It's fine that judgments based on politics inform our social lives

(Shutterstock)

You can go much too far with this, of course. People shouldn't use political discrimination to discriminate in hiring decisions. What you think about gay marriage has nothing to do with how good you are at graphic design. But it's a totally reasonable thing to take into account when deciding whether you want to, say, date someone.

Iyengar seemed perplexed by this behavior, though. "We were particularly surprised at the extent to which party politics has become a litmus test for interpersonal relations. Marriage across party lines is extremely rare," he told the Stanford News.

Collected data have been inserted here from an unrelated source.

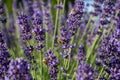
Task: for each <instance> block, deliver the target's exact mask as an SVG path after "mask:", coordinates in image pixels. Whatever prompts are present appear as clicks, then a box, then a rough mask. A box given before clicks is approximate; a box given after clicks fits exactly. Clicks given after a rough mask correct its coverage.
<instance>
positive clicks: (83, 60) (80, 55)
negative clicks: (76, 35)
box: [77, 45, 86, 63]
mask: <svg viewBox="0 0 120 80" xmlns="http://www.w3.org/2000/svg"><path fill="white" fill-rule="evenodd" d="M77 59H78V61H79V63H81V62H83V61H85V60H86V51H85V47H84V45H80V46H79V50H78V57H77Z"/></svg>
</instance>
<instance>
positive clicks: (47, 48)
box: [42, 4, 48, 50]
mask: <svg viewBox="0 0 120 80" xmlns="http://www.w3.org/2000/svg"><path fill="white" fill-rule="evenodd" d="M44 12H45V10H44V5H43V4H42V14H44ZM44 20H45V17H44V15H43V22H44ZM43 27H44V28H46V27H47V26H46V25H45V24H43ZM45 36H46V38H45V41H46V42H45V44H46V45H45V46H46V50H47V49H48V32H47V31H46V32H45Z"/></svg>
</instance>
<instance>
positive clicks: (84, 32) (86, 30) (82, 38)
mask: <svg viewBox="0 0 120 80" xmlns="http://www.w3.org/2000/svg"><path fill="white" fill-rule="evenodd" d="M91 17H92V16H90V18H89V20H88V23H87V25H86V28H85V30H84V32H83V35H82V37H81V39H80V40H79V42H78V45H79V44H80V43H81V41H82V40H83V39H84V37H85V35H86V32H87V29H88V27H89V25H90V21H91Z"/></svg>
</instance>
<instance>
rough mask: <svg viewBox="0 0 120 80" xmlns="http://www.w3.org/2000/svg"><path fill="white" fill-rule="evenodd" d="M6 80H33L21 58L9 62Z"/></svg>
mask: <svg viewBox="0 0 120 80" xmlns="http://www.w3.org/2000/svg"><path fill="white" fill-rule="evenodd" d="M6 79H7V80H33V78H32V76H31V74H30V65H29V64H28V63H27V61H26V60H25V59H23V58H17V59H16V60H11V61H10V65H9V69H8V71H7V76H6Z"/></svg>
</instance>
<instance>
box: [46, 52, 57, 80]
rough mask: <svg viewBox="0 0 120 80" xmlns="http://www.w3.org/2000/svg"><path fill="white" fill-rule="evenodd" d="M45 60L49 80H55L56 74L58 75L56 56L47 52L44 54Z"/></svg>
mask: <svg viewBox="0 0 120 80" xmlns="http://www.w3.org/2000/svg"><path fill="white" fill-rule="evenodd" d="M45 59H46V61H47V63H48V66H49V67H50V71H49V74H50V80H57V73H58V68H57V66H58V64H59V61H58V59H57V57H56V56H54V54H53V51H51V50H49V51H47V52H46V53H45Z"/></svg>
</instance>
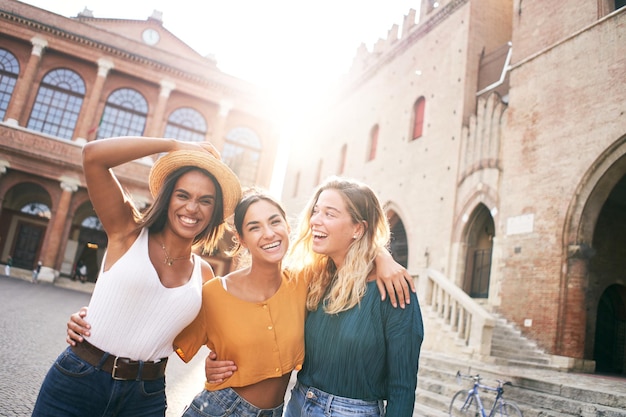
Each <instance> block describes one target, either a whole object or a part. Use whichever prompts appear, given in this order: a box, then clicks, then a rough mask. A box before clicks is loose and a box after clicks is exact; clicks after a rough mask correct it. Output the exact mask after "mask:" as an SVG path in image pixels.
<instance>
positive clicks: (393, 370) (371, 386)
mask: <svg viewBox="0 0 626 417" xmlns="http://www.w3.org/2000/svg"><path fill="white" fill-rule="evenodd" d="M423 338H424V327H423V323H422V314H421V312H420V307H419V303H418V301H417V297H416V296H415V294H414V293H411V304H407V306H406V308H405V309H401V308H399V307H398V308H393V306H392V305H391V303H390V302H389V301H388V300H385V301H381V299H380V293H379V292H378V288H377V286H376V283H375V282H370V283H368V284H367V292H366V294H365V296H364V297H363V299H362V300H361V303H360V305H357V306H356V307H353V308H352V309H350V310H348V311H343V312H341V313H339V314H332V315H331V314H326V313H325V312H324V309H323V307H322V306H321V305H320V306H319V307H318V309H317V310H316V311H311V312H309V313H308V315H307V319H306V325H305V352H306V353H305V356H304V365H303V367H302V370H301V371H300V372H298V381H299V382H300V383H301V384H304V385H307V386H310V387H315V388H318V389H320V390H322V391H325V392H327V393H330V394H333V395H338V396H341V397H348V398H355V399H360V400H368V401H369V400H379V399H383V400H387V409H386V415H387V417H401V416H406V417H411V416H412V415H413V408H414V405H415V389H416V387H417V369H418V364H419V354H420V348H421V345H422V340H423Z"/></svg>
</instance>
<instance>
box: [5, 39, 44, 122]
mask: <svg viewBox="0 0 626 417" xmlns="http://www.w3.org/2000/svg"><path fill="white" fill-rule="evenodd" d="M30 41H31V43H32V44H33V49H32V51H31V53H30V59H29V60H28V64H26V68H25V69H24V72H23V73H22V76H21V77H18V79H17V83H16V84H15V89H14V90H13V96H12V98H11V101H10V102H9V107H8V108H7V112H6V115H5V121H6V122H7V123H8V124H10V125H13V126H24V125H25V124H26V121H24V120H22V115H23V113H24V106H25V105H26V100H28V95H29V93H30V91H31V90H32V89H33V85H34V84H33V81H34V79H35V75H36V74H37V69H38V68H39V64H40V62H41V55H42V53H43V50H44V48H46V47H47V46H48V42H47V41H46V40H45V39H43V38H40V37H38V36H35V37H34V38H32V39H31V40H30Z"/></svg>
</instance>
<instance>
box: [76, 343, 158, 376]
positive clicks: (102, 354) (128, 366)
mask: <svg viewBox="0 0 626 417" xmlns="http://www.w3.org/2000/svg"><path fill="white" fill-rule="evenodd" d="M72 350H73V351H74V353H75V354H76V355H77V356H78V357H79V358H81V359H82V360H84V361H85V362H87V363H89V364H90V365H93V366H95V367H98V365H100V368H99V369H102V370H103V371H106V372H108V373H110V374H111V377H112V378H113V379H118V380H141V381H150V380H154V379H159V378H162V377H163V376H164V375H165V366H166V365H167V358H162V359H160V360H158V361H154V362H145V361H134V360H131V359H129V358H121V357H119V356H113V355H110V354H109V355H108V356H107V358H106V360H105V361H104V363H102V364H101V362H102V357H103V356H104V355H105V354H106V352H104V351H103V350H101V349H98V348H97V347H95V346H94V345H92V344H91V343H89V342H88V341H86V340H85V341H83V342H82V343H76V346H72Z"/></svg>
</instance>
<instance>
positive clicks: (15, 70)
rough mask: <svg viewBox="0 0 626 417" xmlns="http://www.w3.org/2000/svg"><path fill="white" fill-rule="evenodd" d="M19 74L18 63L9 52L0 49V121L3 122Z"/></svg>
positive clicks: (14, 56) (19, 67) (10, 100)
mask: <svg viewBox="0 0 626 417" xmlns="http://www.w3.org/2000/svg"><path fill="white" fill-rule="evenodd" d="M19 74H20V63H19V62H17V58H15V55H13V54H12V53H11V52H9V51H7V50H6V49H2V48H0V121H2V120H4V116H5V115H6V112H7V108H8V107H9V101H11V95H12V94H13V89H14V88H15V83H16V82H17V76H18V75H19Z"/></svg>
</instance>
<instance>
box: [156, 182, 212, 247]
mask: <svg viewBox="0 0 626 417" xmlns="http://www.w3.org/2000/svg"><path fill="white" fill-rule="evenodd" d="M215 203H216V191H215V184H214V183H213V181H212V180H211V179H210V178H209V177H207V176H206V175H204V174H203V173H201V172H200V171H189V172H187V173H185V174H183V175H182V176H181V177H180V178H179V179H178V180H177V181H176V184H175V185H174V190H173V192H172V195H171V198H170V201H169V205H168V210H167V216H168V221H169V225H170V227H171V228H172V230H173V231H174V232H176V233H177V234H179V235H180V236H182V237H185V238H191V239H193V238H194V237H195V236H197V235H198V234H200V233H201V232H202V231H203V230H204V229H205V228H206V227H207V226H208V224H209V222H210V221H211V218H212V217H213V212H214V210H215Z"/></svg>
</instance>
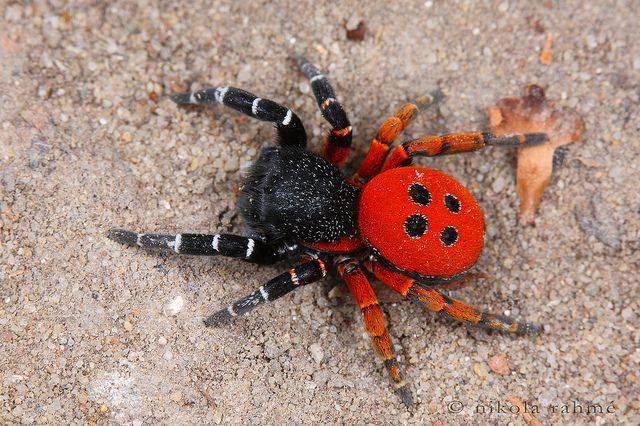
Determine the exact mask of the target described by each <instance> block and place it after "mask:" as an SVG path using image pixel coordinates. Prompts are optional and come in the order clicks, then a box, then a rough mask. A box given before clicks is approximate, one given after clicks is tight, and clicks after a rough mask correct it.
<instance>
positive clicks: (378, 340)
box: [372, 333, 393, 360]
mask: <svg viewBox="0 0 640 426" xmlns="http://www.w3.org/2000/svg"><path fill="white" fill-rule="evenodd" d="M372 341H373V346H374V348H375V349H376V352H378V353H379V354H380V356H381V357H382V359H384V360H387V359H390V358H393V346H392V345H391V338H390V337H389V333H384V334H383V335H382V336H376V337H372Z"/></svg>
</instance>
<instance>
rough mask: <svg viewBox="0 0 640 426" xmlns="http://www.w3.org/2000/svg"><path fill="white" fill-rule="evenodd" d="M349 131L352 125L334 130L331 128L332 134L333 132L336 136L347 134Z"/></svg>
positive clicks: (344, 134) (334, 134) (342, 135)
mask: <svg viewBox="0 0 640 426" xmlns="http://www.w3.org/2000/svg"><path fill="white" fill-rule="evenodd" d="M349 133H351V126H347V127H345V128H344V129H333V130H331V134H333V135H334V136H339V137H343V136H347V135H348V134H349Z"/></svg>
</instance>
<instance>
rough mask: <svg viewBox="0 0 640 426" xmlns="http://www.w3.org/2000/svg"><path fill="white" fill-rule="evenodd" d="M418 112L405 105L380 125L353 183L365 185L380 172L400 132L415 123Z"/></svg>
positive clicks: (413, 109)
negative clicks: (388, 154)
mask: <svg viewBox="0 0 640 426" xmlns="http://www.w3.org/2000/svg"><path fill="white" fill-rule="evenodd" d="M417 112H418V107H417V106H415V105H414V104H405V105H403V106H402V107H401V108H400V109H399V110H397V111H396V112H395V113H394V114H393V115H392V116H391V117H389V118H387V119H386V120H385V121H384V122H383V123H382V124H381V125H380V128H379V129H378V133H377V134H376V137H375V138H373V140H372V141H371V145H370V146H369V152H367V156H366V157H365V158H364V160H363V161H362V163H361V164H360V167H359V168H358V171H357V172H356V173H355V174H354V175H353V176H352V177H351V181H352V182H355V183H360V184H363V183H365V182H367V181H368V180H369V179H371V178H372V177H373V176H375V175H376V174H378V173H379V172H380V169H381V168H382V165H383V164H384V160H385V158H387V153H388V152H389V147H390V146H391V144H393V141H394V140H395V139H396V137H398V135H399V134H400V132H402V131H403V130H404V129H405V128H406V127H407V126H408V125H409V124H410V123H411V121H413V119H414V118H415V116H416V113H417Z"/></svg>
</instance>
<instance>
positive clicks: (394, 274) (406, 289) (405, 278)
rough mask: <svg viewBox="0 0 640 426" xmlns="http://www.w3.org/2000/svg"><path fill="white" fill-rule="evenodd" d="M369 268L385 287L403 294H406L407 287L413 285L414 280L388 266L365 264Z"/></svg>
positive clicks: (401, 294) (410, 286) (409, 287)
mask: <svg viewBox="0 0 640 426" xmlns="http://www.w3.org/2000/svg"><path fill="white" fill-rule="evenodd" d="M365 266H366V267H367V268H370V269H369V270H370V271H371V272H373V274H374V275H375V276H376V278H377V279H379V280H380V281H382V282H383V283H384V284H385V285H386V286H387V287H390V288H391V289H393V290H394V291H397V292H398V293H400V294H401V295H403V296H405V297H406V296H407V293H408V292H409V289H411V287H412V286H413V285H414V280H413V279H411V278H409V277H406V276H404V275H402V274H401V273H399V272H395V271H392V270H390V269H388V268H385V267H383V266H380V265H379V264H378V263H373V264H365Z"/></svg>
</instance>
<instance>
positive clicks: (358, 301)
mask: <svg viewBox="0 0 640 426" xmlns="http://www.w3.org/2000/svg"><path fill="white" fill-rule="evenodd" d="M343 278H344V280H345V282H346V283H347V287H348V288H349V292H350V293H351V294H352V295H353V298H354V299H355V300H356V303H357V304H358V306H359V307H360V308H361V309H364V308H366V307H368V306H371V305H377V304H378V299H377V298H376V294H375V293H374V292H373V289H372V288H371V284H369V281H368V280H367V277H365V276H364V274H363V273H362V271H360V270H359V269H356V270H354V271H352V272H350V273H348V274H345V275H344V276H343Z"/></svg>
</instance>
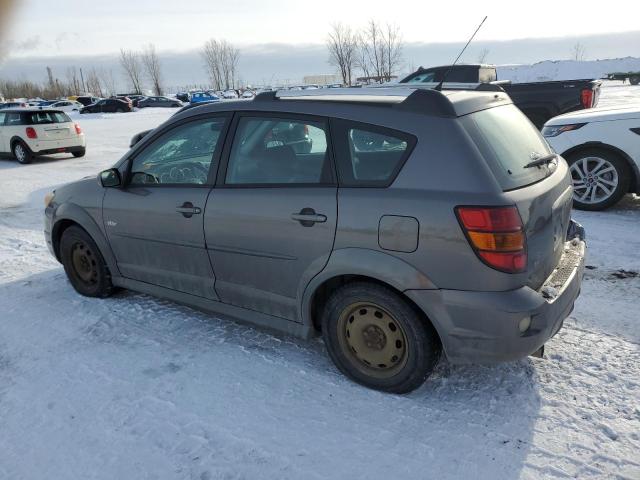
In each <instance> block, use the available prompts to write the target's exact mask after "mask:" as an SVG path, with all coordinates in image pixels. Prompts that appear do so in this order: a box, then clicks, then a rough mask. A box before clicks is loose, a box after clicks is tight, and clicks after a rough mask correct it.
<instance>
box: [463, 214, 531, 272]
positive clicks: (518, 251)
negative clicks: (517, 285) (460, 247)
mask: <svg viewBox="0 0 640 480" xmlns="http://www.w3.org/2000/svg"><path fill="white" fill-rule="evenodd" d="M456 215H457V216H458V220H459V221H460V225H461V226H462V229H463V230H464V232H465V234H466V235H467V239H468V240H469V243H470V244H471V246H472V247H473V250H474V251H475V252H476V254H477V255H478V257H480V259H481V260H482V261H483V262H484V263H486V264H487V265H489V266H490V267H492V268H495V269H496V270H500V271H503V272H507V273H518V272H523V271H525V270H526V269H527V250H526V237H525V234H524V229H523V226H522V220H521V219H520V214H519V213H518V209H517V208H516V207H513V206H512V207H456Z"/></svg>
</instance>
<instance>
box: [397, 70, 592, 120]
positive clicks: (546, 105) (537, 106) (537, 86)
mask: <svg viewBox="0 0 640 480" xmlns="http://www.w3.org/2000/svg"><path fill="white" fill-rule="evenodd" d="M449 68H451V70H450V71H449V74H448V75H447V78H446V81H445V83H444V88H447V89H456V88H469V84H474V85H478V84H480V83H491V84H494V85H498V86H500V87H501V88H502V89H503V90H504V91H505V92H506V93H508V94H509V96H510V97H511V100H512V101H513V103H514V104H515V105H516V106H517V107H518V108H520V110H522V112H523V113H524V114H525V115H526V116H527V117H529V120H531V122H532V123H533V124H534V125H535V126H536V127H538V128H542V126H543V125H544V123H545V122H546V121H547V120H549V119H550V118H552V117H555V116H556V115H560V114H562V113H567V112H573V111H574V110H582V109H584V108H591V107H595V106H596V104H597V103H598V97H599V96H600V83H601V82H599V81H598V80H561V81H555V82H531V83H511V82H510V81H508V80H500V81H499V80H498V75H497V73H496V67H495V66H493V65H454V66H453V67H449V66H447V65H445V66H442V67H432V68H422V67H420V68H419V69H418V70H417V71H415V72H413V73H412V74H411V75H409V76H408V77H406V78H403V79H402V80H400V83H411V84H428V85H429V86H431V85H433V86H434V87H435V86H436V85H437V84H438V83H439V82H440V81H441V80H442V78H443V76H444V74H445V73H446V71H447V70H449Z"/></svg>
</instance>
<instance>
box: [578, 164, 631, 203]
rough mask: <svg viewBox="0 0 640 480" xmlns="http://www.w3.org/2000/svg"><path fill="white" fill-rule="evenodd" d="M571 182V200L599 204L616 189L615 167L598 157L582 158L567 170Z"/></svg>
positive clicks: (615, 167)
mask: <svg viewBox="0 0 640 480" xmlns="http://www.w3.org/2000/svg"><path fill="white" fill-rule="evenodd" d="M569 170H570V172H571V178H572V181H573V198H574V199H575V200H578V201H579V202H582V203H587V204H594V203H601V202H603V201H605V200H607V199H608V198H610V197H611V196H612V195H613V193H614V192H615V190H616V188H617V187H618V182H619V179H618V171H617V170H616V167H615V166H614V165H613V164H612V163H611V162H609V161H608V160H605V159H604V158H600V157H584V158H581V159H580V160H578V161H576V162H574V163H573V164H571V167H570V168H569Z"/></svg>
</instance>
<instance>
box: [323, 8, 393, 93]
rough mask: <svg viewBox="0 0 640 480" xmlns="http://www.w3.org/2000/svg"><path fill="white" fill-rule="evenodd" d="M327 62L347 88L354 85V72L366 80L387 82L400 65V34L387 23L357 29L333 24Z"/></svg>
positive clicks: (370, 80)
mask: <svg viewBox="0 0 640 480" xmlns="http://www.w3.org/2000/svg"><path fill="white" fill-rule="evenodd" d="M327 48H328V50H329V63H330V64H331V65H333V66H335V67H336V68H337V69H338V70H339V72H340V75H341V76H342V81H343V83H344V84H346V85H352V84H353V83H354V72H355V71H356V70H358V71H360V72H361V73H362V77H363V78H365V79H367V81H373V82H379V83H382V82H388V81H389V80H391V78H392V77H393V76H394V75H395V74H396V73H398V70H399V69H400V67H401V66H402V61H403V60H402V35H401V34H400V29H399V28H398V27H397V26H395V25H392V24H390V23H387V24H384V25H382V24H380V23H378V22H376V21H375V20H370V21H369V23H368V24H367V25H366V26H365V27H364V28H362V29H360V30H355V29H353V28H351V27H350V26H349V25H345V24H342V23H336V24H333V25H332V26H331V31H330V32H329V35H328V37H327Z"/></svg>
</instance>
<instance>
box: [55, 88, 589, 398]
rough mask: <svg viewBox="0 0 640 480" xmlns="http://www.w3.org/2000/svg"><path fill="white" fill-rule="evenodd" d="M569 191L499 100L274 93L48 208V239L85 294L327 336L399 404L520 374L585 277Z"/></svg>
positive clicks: (343, 363)
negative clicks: (414, 395)
mask: <svg viewBox="0 0 640 480" xmlns="http://www.w3.org/2000/svg"><path fill="white" fill-rule="evenodd" d="M485 88H486V87H485ZM283 132H287V134H286V135H285V134H283ZM290 132H298V133H296V134H295V135H293V134H290ZM300 138H308V139H309V140H310V141H309V142H308V145H309V148H304V149H300V148H298V147H297V143H299V142H300ZM572 193H573V192H572V186H571V175H570V173H569V170H568V168H567V164H566V163H565V161H564V160H563V159H562V158H560V157H558V156H556V155H554V154H553V153H552V152H551V150H550V149H549V147H548V145H547V143H546V142H545V140H544V139H543V138H542V137H541V135H540V133H539V132H538V131H537V130H536V129H535V127H534V126H533V125H532V124H531V123H530V122H529V121H528V120H527V119H526V117H525V116H524V115H523V114H522V113H521V112H520V111H519V110H518V109H517V108H516V107H515V106H514V105H513V104H512V103H511V101H510V99H509V97H508V96H507V95H506V94H504V92H500V91H443V92H438V91H435V90H424V89H404V88H389V89H384V88H382V89H358V90H353V89H343V90H331V92H330V93H326V91H304V92H282V93H276V92H270V93H265V94H260V95H258V96H256V98H255V99H254V100H252V101H237V102H228V103H215V104H207V105H202V106H198V107H194V108H189V109H187V110H184V111H181V112H179V113H178V114H176V115H174V116H173V117H171V118H170V119H169V120H168V121H167V122H165V123H164V124H163V125H161V126H159V127H158V128H156V129H155V130H153V131H152V132H150V133H149V134H147V135H145V136H144V137H143V138H142V139H141V140H140V141H139V142H138V143H137V144H136V145H135V146H134V147H133V148H132V149H131V150H130V151H129V152H128V153H127V154H126V155H125V156H124V157H123V158H122V159H121V160H120V161H119V162H118V163H117V164H116V165H115V166H114V168H112V169H109V170H106V171H104V172H102V173H101V174H100V175H99V176H98V178H97V179H96V178H88V179H84V180H81V181H78V182H74V183H72V184H69V185H66V186H63V187H61V188H58V189H57V190H56V191H55V192H52V193H50V194H49V195H47V198H46V200H45V203H46V226H45V234H46V240H47V244H48V246H49V248H50V250H51V252H52V253H53V255H55V257H56V258H57V259H58V260H59V261H60V262H61V263H62V264H63V265H64V268H65V271H66V273H67V275H68V277H69V280H70V282H71V284H72V285H73V287H74V288H75V289H76V290H77V291H78V292H79V293H81V294H83V295H87V296H94V297H106V296H108V295H110V294H111V293H112V292H113V290H114V288H115V287H124V288H128V289H132V290H137V291H140V292H146V293H149V294H152V295H157V296H162V297H165V298H169V299H172V300H174V301H177V302H180V303H184V304H187V305H190V306H193V307H195V308H199V309H203V310H207V311H211V312H215V313H217V314H222V315H226V316H230V317H233V318H236V319H240V320H243V321H248V322H251V323H254V324H258V325H261V326H265V327H269V328H272V329H276V330H279V331H282V332H286V333H289V334H293V335H296V336H299V337H304V338H308V337H310V336H312V335H316V334H321V335H322V336H323V339H324V342H325V345H326V348H327V350H328V353H329V355H330V356H331V358H332V360H333V361H334V362H335V364H336V366H337V367H338V368H339V369H340V370H341V371H342V372H343V373H344V374H346V375H347V376H349V377H350V378H352V379H353V380H355V381H357V382H359V383H361V384H364V385H366V386H369V387H372V388H376V389H380V390H384V391H389V392H399V393H401V392H408V391H411V390H412V389H415V388H416V387H418V386H419V385H421V384H422V382H423V381H424V380H425V378H427V377H428V375H429V374H430V372H431V371H432V370H433V368H434V366H435V365H436V363H437V361H438V359H439V357H440V355H441V353H442V352H443V353H444V354H445V355H446V356H447V358H448V360H449V361H450V362H452V363H462V362H497V361H508V360H514V359H518V358H521V357H524V356H526V355H529V354H532V353H534V352H537V351H539V350H540V349H541V347H542V346H543V345H544V343H545V342H546V341H547V340H548V339H549V338H551V337H552V336H553V335H554V334H555V333H556V332H557V331H558V329H559V328H560V327H561V325H562V322H563V320H564V318H566V317H567V315H569V313H570V312H571V310H572V308H573V305H574V301H575V299H576V297H577V296H578V294H579V292H580V285H581V281H582V274H583V269H584V256H585V242H584V230H583V229H582V228H581V227H580V226H579V225H578V224H576V223H575V222H573V221H572V220H571V218H570V214H571V202H572Z"/></svg>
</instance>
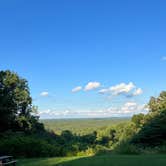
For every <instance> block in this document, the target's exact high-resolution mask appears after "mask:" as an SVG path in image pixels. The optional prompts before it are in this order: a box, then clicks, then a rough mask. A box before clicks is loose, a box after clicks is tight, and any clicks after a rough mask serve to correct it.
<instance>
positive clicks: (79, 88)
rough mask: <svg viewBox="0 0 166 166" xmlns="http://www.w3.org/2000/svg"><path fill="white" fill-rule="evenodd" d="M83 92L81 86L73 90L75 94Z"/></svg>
mask: <svg viewBox="0 0 166 166" xmlns="http://www.w3.org/2000/svg"><path fill="white" fill-rule="evenodd" d="M81 90H82V87H81V86H77V87H75V88H73V89H72V92H73V93H75V92H79V91H81Z"/></svg>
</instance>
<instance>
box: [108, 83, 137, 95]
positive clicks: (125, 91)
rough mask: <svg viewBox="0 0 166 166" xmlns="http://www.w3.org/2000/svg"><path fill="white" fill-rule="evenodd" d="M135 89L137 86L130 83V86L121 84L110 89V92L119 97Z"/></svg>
mask: <svg viewBox="0 0 166 166" xmlns="http://www.w3.org/2000/svg"><path fill="white" fill-rule="evenodd" d="M134 88H135V85H134V84H133V83H132V82H130V83H129V84H125V83H121V84H118V85H115V86H112V87H111V88H110V91H111V92H112V93H113V94H114V95H119V94H123V93H129V92H130V91H131V90H133V89H134Z"/></svg>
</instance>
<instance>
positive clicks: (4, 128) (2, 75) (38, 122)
mask: <svg viewBox="0 0 166 166" xmlns="http://www.w3.org/2000/svg"><path fill="white" fill-rule="evenodd" d="M34 112H35V108H34V107H33V106H32V98H31V96H30V92H29V87H28V82H27V81H26V80H25V79H23V78H20V77H19V76H18V75H17V74H16V73H14V72H11V71H9V70H7V71H0V132H4V131H7V130H13V131H24V132H30V131H32V130H38V129H44V128H43V125H42V124H39V122H38V117H37V116H34V115H32V113H34Z"/></svg>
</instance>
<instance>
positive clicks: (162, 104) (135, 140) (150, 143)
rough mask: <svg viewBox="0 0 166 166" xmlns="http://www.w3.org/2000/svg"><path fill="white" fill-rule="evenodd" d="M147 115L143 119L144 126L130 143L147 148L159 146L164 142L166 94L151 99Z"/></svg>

Why would it be surprising that people "across party lines" would steer clear of each other in their personal lives? Who wants to sit across the dinner table from a person whose views about the issues of the day (like whether gay people should be allowed to get married, or what should happen to the immigrant children at the border, or whether the racism that justified the Voting Rights Act still exists) are, to them, incomprehensible, illogical, or morally bankrupt?

Yes, it's healthy and intellectually important to understand all sides of an argument. But that doesn't mean you need to marry the other side of the argument. Or even force yourself to think warm and fuzzy thoughts about the person delivering the other side of the argument. Right or wrong, these beliefs are often core to who people are, or at least who they think themselves to be. It is not so strange that they would want a partner and friends who match them.

Leave the push for collegiality to politicians

(Mark Wilson/Getty Images News)

To increase political collegiality among the public, "what we need is greater personal contact between Republicans and Democrats," Iyengar said. He suggested "significant social interventions that enhance the political heterogeneity of neighborhoods and friendship groups."

But who said "increased political collegiality" among everyday people was a goal? Sure, for elected officials who have to maintain friendly relationships in order to have the discussions that lead to compromise, reaching across the aisle in a civil manner is important. For the rest of us, it's really not.

One of the unexamined assumptions in the paper is that racial hostility is an appropriate baseline against which to measure politically inspired hostility ("The general agreement that race represents the deepest divide in American society makes racial affect a particularly robust benchmark for the assessment of partisan affect," the researchers explain). But so long as we're using that comparison, this is a country where three quarters of white people don't have a single black friend. There's a lot of social segregation in America, and some of it is based on qualities much more worrying than politics.

If we're now judging people more for their politics more than their race, then it means we're finally starting to understand what matters. Good for us.